Die Farben waren bunt, die Figuren schön (blöd) und die Musik fetzte nur so über die Leinwand. Dennoch war die Geschichte fast hundertachtzig Jahre Alt. Clueless hies Amy Hecherlings Sommer-Überraschungshit 1995. Nach Motiven von Jane Austens Roman Emma liess sie MTV-Blondie Alicia Silverstone und Kumpanen im modänene Beverly Hills der Neunziger die Sorgen der Kuppelei und der Liebelei durchleben.

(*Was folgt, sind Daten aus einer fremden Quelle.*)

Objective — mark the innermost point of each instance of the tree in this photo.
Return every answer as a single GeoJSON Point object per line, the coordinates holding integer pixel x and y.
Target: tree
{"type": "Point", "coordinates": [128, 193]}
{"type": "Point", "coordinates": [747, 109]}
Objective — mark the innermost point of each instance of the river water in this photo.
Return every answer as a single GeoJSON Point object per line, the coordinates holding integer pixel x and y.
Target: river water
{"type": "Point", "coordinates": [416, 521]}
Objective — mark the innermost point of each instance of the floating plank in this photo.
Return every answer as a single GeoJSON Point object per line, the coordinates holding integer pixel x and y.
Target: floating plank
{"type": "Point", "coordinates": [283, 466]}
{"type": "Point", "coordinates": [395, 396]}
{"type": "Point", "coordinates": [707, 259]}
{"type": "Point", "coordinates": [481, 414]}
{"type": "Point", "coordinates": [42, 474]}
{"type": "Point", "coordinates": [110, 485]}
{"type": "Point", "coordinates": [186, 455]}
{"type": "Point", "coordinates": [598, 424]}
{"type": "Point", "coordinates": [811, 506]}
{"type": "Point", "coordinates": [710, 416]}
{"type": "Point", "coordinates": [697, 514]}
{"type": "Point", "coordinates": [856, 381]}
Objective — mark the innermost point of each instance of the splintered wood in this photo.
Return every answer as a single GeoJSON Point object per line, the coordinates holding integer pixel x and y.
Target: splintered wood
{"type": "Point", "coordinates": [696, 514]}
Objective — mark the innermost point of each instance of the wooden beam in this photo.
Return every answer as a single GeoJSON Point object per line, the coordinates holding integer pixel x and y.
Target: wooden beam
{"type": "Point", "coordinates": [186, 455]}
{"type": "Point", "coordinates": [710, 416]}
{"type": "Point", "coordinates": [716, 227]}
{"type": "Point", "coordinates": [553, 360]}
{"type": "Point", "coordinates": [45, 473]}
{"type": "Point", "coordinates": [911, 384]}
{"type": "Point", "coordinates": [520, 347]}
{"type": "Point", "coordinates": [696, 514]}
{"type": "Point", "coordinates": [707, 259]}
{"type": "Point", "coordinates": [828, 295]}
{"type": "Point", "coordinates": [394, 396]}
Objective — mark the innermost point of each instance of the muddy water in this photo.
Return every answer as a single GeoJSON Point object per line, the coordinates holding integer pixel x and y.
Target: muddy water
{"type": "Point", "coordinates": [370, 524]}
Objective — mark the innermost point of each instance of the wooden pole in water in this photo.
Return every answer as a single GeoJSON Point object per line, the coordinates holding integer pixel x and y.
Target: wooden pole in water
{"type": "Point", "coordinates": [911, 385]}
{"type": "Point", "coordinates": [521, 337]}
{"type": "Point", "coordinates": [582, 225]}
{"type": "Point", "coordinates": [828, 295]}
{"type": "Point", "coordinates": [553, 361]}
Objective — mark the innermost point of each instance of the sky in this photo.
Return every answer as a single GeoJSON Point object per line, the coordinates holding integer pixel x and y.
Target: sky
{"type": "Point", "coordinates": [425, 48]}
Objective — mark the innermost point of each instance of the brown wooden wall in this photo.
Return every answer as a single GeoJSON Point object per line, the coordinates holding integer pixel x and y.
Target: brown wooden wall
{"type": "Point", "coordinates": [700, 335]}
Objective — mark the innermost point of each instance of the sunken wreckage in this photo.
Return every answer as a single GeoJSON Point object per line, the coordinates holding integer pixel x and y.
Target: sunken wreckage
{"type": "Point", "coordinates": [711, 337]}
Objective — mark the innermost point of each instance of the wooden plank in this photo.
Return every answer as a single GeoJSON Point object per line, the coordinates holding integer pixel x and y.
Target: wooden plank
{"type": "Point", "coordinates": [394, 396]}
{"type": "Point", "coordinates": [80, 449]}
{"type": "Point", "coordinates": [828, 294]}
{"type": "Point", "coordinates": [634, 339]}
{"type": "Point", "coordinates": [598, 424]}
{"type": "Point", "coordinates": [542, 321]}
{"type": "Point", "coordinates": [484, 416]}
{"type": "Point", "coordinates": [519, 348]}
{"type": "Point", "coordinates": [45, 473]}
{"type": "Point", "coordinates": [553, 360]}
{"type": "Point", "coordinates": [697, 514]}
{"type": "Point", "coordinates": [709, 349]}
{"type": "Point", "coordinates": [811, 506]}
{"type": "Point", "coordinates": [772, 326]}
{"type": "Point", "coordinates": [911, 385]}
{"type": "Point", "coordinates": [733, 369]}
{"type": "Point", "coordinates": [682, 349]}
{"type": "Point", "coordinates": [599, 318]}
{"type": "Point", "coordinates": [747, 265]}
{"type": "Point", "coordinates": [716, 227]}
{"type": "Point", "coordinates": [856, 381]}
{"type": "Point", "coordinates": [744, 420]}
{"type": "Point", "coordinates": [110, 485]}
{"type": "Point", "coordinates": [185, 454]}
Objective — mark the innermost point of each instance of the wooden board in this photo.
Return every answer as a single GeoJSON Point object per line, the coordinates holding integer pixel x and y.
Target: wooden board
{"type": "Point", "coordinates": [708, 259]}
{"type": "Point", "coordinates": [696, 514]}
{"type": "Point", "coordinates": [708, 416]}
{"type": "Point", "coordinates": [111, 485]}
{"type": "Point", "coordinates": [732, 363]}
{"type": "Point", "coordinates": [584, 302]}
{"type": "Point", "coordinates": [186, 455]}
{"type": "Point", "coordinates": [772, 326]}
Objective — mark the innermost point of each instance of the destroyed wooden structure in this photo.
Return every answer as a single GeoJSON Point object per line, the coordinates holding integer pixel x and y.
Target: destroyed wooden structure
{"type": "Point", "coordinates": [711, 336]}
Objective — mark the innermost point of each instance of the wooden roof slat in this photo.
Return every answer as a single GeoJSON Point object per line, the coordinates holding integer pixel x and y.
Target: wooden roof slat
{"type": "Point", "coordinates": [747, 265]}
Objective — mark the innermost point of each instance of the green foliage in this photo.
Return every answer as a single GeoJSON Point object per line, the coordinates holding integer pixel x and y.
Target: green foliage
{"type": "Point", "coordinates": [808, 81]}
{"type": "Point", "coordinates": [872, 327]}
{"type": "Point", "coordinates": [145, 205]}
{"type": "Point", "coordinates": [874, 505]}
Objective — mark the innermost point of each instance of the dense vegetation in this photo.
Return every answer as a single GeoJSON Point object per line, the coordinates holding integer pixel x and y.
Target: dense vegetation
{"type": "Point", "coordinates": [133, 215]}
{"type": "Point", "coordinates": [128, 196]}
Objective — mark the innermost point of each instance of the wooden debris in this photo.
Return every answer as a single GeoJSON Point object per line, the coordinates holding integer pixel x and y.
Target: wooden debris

Douglas McGrath, Co-Autor von Woody Allens genialem Mafia-Bühnen-Spektakel Bullets Over Broadway, griff diesen Eheanbahnungsstoff wieder auf und versah ihn mit dem entsprechend historischen Setting. Darin spielt Gwyneth Paltrow Ms. Emma Woodhouse. Eine Kombination von naiver Bauerntölpel und adliger Eleganz, deren Lieblingsbeschäftigung es ist, Menschen aneinanderzubinden. Kaum hat die zwanzigjährige Zartheit ihre Gouvernante (Greta Scacchi) und ihren Nachbarn (James Cosmo) in den Ehehafen befördert, nimmt sie sich schon die nächste arme Seele vor: Harriet Smith (Toni Collette), ein molliges Goldstück, das in Emmas Augen nichts dringender als einen Ehemann benötigt. Vater Woodhouse und der ewige Junggeselle Mr. Knightly (Jeremy Northam) sehen Emmas Treiben indes mit kritischer Miene zu. Und auch das junge Fräulein erkennt bald, dass ihr "match-making" nicht immer gewünscht ist und zuweilen auch ins Unglück führen kann.


Nachthemd und Wonderbra

Wer Heckerlings Clueless gesehen hat, weiss wie charmant und spritzig Austens Erzählung von der Suche nach dem einzig Richtigen ist. So unterscheidet sich die "historische" Emma nur durch ein paar Modifikationen von Heckerlings zeitgemässer Version. Der moderne Rock aus L. A. wurde gegen Rachel Portmans träumerische Melodien eingetauscht und die Minis von Heute sind jetzt O-Ton McGrath: "Eine Mischung aus Nachthemd und Wonderbra", die in den Ballsälen der englischen Herrschaftshäuser präsentiert werden. Ansonsten ist alles beim alten geblieben. Das pikierte Verhalten Emmas findet in Gwyneth Paltrow das treffende Gesicht und einen spielerischen Ausdruck. Debütant McGrath hat sich auf den komödiantischen Aspekt der Story konzentriert, was ihm den Vorwurf einbrachte, er hätte den sozialkritischen Teil der Vorlage nicht berücksichtigt. Sieht man aber, wie Paltrow und Northam durch die ultra-britische Landschaft promenieren, oder "Trainspotting"-Dro(o)gie Ewan McGregor in voller 19. Jahrhundert-Montur auftaucht, wird einem bewusst, dass eine kritische Sicht der Dinge fehl am Platz gewesen wäre.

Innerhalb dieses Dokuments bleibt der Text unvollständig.